In recent months, Washington has been discussing with Iraqi leaders the possibility of several thousand American troops remaining to continue training Iraqi security forces. A Pentagon spokesman said Saturday that no final decision has been reached about the U.S. training relationship with the Iraqi government.

But a senior Obama administration official in Washington confirmed Saturday that all American troops will leave Iraq except for about 160 active-duty soldiers attached to the U.S. Embassy.

A senior U.S. military official confirmed the departure and said the withdrawal could allow future but limited U.S. military training missions in Iraq if requested.

Both officials spoke on condition of anonymity because of the sensitivity of the issue.

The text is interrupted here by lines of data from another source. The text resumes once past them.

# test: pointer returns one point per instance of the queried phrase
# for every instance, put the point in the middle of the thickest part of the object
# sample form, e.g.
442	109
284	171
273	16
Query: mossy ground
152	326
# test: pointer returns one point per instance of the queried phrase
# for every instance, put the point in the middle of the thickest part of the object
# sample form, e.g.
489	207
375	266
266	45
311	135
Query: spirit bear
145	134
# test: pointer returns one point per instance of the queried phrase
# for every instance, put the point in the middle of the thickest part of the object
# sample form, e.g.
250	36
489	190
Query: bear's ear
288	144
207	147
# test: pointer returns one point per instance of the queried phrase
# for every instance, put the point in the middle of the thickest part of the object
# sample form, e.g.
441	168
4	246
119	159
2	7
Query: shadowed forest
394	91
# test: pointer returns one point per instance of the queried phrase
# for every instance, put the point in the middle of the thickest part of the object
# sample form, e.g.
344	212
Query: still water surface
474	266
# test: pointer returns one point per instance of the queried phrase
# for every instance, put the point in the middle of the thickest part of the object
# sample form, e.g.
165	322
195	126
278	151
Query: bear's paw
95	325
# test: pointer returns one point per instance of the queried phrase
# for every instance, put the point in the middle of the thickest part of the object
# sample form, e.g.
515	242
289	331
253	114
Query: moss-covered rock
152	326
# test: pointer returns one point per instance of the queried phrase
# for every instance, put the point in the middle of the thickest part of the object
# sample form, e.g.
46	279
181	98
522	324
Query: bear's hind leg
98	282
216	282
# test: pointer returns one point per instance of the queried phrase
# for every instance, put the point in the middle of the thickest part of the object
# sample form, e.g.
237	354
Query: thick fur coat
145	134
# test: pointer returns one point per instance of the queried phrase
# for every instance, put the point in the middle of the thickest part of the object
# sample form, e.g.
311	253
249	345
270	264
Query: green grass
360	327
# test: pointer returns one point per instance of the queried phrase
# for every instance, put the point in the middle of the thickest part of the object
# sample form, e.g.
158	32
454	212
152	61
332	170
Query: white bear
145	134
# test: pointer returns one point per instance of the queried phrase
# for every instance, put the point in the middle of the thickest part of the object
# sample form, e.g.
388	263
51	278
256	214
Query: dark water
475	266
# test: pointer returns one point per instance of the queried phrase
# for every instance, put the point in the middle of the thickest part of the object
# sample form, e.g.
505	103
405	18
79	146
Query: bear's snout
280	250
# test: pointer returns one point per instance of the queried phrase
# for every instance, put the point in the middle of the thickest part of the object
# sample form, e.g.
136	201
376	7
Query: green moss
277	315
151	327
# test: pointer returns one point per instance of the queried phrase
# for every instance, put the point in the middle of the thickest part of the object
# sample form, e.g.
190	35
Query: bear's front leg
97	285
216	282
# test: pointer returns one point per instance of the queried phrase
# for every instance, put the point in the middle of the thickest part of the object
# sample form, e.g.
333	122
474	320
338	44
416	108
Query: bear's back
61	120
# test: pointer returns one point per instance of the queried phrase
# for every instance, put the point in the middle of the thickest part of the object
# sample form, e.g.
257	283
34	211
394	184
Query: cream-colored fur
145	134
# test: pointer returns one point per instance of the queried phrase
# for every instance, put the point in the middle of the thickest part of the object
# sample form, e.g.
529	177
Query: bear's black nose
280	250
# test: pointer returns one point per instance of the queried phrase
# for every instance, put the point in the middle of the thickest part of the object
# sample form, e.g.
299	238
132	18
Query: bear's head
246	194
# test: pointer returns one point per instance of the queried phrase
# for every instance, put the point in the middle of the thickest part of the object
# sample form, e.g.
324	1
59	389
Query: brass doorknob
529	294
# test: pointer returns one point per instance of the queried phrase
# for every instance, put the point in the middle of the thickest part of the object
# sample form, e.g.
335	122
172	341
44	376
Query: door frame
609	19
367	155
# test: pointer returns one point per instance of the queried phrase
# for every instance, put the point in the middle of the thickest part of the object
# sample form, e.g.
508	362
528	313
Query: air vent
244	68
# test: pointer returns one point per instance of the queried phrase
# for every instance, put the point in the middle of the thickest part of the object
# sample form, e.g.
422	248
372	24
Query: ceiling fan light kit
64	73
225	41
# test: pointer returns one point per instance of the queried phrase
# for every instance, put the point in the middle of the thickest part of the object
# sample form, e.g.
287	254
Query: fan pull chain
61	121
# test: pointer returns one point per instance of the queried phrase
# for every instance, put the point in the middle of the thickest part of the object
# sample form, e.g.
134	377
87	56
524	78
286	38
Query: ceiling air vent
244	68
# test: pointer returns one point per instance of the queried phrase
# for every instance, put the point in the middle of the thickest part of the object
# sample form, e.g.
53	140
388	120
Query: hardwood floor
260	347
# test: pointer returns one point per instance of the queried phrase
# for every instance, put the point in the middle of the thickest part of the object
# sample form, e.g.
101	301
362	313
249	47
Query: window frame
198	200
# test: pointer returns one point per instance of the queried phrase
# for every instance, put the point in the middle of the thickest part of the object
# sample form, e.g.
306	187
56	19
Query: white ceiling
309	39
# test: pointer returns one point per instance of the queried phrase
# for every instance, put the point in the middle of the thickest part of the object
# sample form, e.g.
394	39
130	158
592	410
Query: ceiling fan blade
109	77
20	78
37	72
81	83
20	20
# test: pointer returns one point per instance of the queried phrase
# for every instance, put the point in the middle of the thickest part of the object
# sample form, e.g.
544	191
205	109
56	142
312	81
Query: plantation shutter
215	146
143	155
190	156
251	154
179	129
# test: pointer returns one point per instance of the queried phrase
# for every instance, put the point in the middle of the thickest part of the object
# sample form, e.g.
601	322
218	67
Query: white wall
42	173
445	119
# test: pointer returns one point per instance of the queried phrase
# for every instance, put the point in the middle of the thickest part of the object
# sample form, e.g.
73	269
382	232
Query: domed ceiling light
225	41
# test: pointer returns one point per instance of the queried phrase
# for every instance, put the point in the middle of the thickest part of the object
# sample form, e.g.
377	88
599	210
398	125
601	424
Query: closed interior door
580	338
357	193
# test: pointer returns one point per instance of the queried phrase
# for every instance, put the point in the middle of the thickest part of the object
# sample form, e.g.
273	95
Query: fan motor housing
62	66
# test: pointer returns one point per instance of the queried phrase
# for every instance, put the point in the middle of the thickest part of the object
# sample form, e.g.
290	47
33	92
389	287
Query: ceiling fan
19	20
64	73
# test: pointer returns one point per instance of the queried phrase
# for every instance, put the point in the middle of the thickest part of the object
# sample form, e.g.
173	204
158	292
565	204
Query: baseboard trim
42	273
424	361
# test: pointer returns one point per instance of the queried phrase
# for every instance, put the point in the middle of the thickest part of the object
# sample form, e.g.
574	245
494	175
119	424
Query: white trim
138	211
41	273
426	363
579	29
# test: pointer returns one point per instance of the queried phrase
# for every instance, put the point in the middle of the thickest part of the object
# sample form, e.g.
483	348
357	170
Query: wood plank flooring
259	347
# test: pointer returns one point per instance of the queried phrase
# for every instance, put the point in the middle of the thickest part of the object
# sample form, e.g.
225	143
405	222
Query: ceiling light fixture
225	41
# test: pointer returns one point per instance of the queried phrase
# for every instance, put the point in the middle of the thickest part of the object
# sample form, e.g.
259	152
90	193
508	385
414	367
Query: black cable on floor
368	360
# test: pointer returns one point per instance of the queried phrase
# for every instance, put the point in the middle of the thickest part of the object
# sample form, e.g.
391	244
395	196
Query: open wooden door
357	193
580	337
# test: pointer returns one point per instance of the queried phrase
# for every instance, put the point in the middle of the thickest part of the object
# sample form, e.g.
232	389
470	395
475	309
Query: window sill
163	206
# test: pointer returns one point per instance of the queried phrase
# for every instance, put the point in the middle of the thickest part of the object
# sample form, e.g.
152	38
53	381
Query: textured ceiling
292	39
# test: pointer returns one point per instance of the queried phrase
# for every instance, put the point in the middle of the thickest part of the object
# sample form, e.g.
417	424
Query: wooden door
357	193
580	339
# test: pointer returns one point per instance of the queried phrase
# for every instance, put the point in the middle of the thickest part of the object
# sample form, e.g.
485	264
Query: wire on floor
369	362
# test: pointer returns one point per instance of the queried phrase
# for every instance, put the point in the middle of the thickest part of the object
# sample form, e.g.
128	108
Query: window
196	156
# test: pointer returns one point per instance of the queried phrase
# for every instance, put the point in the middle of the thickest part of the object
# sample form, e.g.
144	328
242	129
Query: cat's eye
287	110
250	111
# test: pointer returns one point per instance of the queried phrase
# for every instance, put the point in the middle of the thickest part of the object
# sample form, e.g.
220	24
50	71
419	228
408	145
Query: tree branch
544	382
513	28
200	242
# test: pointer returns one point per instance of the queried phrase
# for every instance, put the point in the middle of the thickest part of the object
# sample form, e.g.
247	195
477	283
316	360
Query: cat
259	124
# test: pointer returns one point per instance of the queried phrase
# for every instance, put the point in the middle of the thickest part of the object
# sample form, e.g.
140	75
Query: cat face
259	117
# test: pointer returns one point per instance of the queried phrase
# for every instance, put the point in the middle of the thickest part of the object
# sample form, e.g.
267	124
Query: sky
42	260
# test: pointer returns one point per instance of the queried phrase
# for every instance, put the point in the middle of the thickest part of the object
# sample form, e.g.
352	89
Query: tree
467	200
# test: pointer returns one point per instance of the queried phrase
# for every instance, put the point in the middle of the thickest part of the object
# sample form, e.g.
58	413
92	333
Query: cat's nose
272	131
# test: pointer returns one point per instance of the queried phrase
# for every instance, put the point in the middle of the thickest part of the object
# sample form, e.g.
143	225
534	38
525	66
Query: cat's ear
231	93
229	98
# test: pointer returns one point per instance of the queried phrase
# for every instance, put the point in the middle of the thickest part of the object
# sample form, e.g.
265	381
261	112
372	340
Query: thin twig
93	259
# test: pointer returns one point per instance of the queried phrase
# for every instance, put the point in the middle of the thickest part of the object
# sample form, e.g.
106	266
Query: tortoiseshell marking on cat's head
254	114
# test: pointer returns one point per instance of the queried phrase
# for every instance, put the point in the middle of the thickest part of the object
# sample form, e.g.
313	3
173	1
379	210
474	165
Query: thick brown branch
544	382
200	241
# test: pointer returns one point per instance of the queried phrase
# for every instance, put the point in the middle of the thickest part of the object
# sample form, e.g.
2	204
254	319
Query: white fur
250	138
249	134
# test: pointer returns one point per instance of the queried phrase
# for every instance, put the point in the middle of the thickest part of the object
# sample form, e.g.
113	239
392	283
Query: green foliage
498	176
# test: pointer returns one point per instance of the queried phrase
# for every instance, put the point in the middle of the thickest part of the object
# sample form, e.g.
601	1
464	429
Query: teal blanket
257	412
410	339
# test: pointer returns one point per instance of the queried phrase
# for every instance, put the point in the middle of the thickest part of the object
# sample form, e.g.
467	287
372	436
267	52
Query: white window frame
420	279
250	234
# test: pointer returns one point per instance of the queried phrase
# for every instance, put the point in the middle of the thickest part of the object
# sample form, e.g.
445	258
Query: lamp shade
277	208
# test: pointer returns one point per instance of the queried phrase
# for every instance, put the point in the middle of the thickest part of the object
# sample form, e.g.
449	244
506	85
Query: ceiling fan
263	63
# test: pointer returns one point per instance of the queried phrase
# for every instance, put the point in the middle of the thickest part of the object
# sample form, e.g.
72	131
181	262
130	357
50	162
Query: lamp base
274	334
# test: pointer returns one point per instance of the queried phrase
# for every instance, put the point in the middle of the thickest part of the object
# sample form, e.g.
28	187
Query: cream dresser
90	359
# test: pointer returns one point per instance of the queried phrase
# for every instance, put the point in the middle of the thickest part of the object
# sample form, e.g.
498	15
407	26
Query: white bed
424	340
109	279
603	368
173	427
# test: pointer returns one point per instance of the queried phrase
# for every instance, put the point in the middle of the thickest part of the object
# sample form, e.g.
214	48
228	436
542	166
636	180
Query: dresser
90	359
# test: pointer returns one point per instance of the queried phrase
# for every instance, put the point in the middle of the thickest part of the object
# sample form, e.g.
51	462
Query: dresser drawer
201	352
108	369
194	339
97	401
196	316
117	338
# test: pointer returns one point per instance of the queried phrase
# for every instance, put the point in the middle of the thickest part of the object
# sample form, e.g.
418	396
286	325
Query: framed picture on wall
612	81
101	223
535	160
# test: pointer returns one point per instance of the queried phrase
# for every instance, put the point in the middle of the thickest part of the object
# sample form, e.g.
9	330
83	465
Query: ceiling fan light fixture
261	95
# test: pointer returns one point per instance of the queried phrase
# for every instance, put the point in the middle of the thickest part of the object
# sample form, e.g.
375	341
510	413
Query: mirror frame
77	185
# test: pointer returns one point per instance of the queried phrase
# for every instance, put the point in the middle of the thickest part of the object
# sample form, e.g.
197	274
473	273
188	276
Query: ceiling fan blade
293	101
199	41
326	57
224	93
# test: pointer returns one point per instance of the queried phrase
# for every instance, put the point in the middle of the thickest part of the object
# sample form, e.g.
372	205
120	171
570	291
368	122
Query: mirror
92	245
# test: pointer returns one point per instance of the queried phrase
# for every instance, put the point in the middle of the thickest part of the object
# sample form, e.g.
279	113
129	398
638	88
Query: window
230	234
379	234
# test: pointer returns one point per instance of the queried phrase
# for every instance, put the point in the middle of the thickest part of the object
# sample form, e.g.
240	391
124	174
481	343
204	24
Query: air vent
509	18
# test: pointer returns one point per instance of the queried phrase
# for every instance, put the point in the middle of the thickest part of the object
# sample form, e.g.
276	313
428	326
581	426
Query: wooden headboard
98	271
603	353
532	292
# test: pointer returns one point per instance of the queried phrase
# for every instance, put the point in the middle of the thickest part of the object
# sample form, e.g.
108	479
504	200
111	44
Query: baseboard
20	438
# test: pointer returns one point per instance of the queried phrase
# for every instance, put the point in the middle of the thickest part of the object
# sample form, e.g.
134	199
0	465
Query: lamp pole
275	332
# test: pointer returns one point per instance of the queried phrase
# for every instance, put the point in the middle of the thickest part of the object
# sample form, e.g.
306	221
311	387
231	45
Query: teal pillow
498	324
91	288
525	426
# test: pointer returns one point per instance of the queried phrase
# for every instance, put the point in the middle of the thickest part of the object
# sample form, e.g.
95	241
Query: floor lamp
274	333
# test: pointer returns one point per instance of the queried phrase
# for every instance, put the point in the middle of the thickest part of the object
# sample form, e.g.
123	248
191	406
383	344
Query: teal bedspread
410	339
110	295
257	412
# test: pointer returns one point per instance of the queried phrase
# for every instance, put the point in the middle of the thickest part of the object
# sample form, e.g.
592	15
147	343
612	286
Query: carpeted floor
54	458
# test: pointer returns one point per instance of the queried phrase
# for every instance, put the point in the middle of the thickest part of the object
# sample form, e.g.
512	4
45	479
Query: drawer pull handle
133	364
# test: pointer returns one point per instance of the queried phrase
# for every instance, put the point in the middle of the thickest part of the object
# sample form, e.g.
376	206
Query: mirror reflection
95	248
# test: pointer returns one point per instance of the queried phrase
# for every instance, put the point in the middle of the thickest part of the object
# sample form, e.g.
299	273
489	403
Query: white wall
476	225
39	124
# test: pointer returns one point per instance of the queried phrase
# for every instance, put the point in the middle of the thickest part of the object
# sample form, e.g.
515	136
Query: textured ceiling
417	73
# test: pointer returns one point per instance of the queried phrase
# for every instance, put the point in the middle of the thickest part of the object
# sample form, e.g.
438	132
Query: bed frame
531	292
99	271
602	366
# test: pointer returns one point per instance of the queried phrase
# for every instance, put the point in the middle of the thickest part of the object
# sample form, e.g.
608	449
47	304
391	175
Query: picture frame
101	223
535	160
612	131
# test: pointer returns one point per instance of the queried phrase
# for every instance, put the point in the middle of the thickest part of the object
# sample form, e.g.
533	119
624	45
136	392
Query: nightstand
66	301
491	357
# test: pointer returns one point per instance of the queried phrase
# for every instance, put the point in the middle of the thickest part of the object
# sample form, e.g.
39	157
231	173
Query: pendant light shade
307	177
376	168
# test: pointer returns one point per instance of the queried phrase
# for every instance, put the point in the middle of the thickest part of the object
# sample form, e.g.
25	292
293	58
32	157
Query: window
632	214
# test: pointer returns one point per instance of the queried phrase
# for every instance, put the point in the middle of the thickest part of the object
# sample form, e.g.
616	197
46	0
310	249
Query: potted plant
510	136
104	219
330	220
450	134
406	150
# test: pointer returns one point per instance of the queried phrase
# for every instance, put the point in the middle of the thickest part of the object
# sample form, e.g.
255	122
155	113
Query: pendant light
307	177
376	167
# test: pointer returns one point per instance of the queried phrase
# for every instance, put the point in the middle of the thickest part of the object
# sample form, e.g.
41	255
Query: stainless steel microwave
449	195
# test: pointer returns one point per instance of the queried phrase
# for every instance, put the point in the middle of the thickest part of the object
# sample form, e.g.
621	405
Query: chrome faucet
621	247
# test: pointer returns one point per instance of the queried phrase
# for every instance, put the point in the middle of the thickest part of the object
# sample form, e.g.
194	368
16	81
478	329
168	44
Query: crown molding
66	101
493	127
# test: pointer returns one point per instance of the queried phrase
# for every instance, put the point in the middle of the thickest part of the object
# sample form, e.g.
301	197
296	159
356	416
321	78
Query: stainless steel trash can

Throughout the discussions, Iraqi leaders have adamantly refused to give U.S. troops immunity from prosecution in Iraqi courts, and the Americans have refused to stay without it. Iraq's leadership has been split on whether it wanted American forces to stay. Some argued the further training and U.S. help was vital, particularly to protect Iraq's airspace and gather security intelligence. But others have deeply opposed any American troop presence, including Shiite militiamen who have threatened attacks on any American forces who remain. ...

The Strategic Framework Agreement allows for other forms of military cooperation besides U.S. troops on the ground. Signed at the same time as the security accord mandating the departure deadlines, it provides outlines for the U.S.-Iraqi relationship in such areas as economic, cultural and security cooperation.

Iraqi lawmakers excel at last-minute agreements. But with little wiggle room on the immunity issue and the U.S. military needing to move equipment out as soon as possible, a last-minute change between now and December 31 seems almost out of the question.

Regardless of whether U.S. troops are here or not, there will be a massive American diplomatic presence.

The U.S. Embassy in Baghdad is the largest in the world, and the State Department will have offices in Basra, Irbil and Kirkuk as well as other locations around the country where contractors will train Iraqi forces on U.S. military equipment they're purchasing.

About 5,000 security contractors and personnel will be tasked with helping protect American diplomats and facilities around the country, the State Department has said.

The U.S. Embassy will still have a handful of U.S. Marines for protection and 157 U.S. military personnel in charge of facilitating weapons sales to Iraq. Those are standard functions at most American embassies around the world and would be considered part of the regular embassy staff.